As is usual for the weekend prize crosswords, an assortment of clues, including some of the more difficult ones, have been selected and hints provided for them.

Don’t forget that you can give your assessment of the puzzle. Five stars if you thought it was great, one if you hated it, four, three or two if it was somewhere in between.

Most of the terms used in these hints are explained in the Glossary and examples are available by clicking on the entry under “See also”. Where the hint describes a construct a “usual” this means that more help can be found in The Usual Suspects, which gives a number of the elements commonly used in the wordplay. Another useful page is Wolves in Sheep’s Clothing, which features words with meanings that are not always immediately obvious.
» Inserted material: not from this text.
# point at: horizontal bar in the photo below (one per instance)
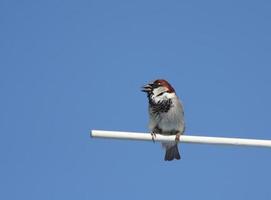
(183, 138)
A full review of this puzzle will be published after the closing date for submissions.

Some hints follow.

Across

1a Exuberant actors recoiled in false show of emotion (9,5)
An anagram (exuberant) of ACTORS RECOILED

10a Criticise Mary who cooks on TV, receiving small sound of disapproval (9)
A three-letter verb meaning to criticise followed by the surname of the Mary who cooks on TV with the first word around (receiving) S(mall)

11a Policeman getting tip off on Her Majesty — a work for the Met? (5)
Start with a three-letter colloquial word for a policeman, drop (off) the initial letter (tip), add Her Majesty’s regnal cipher and the A from the clue – The Met is in New York, not London!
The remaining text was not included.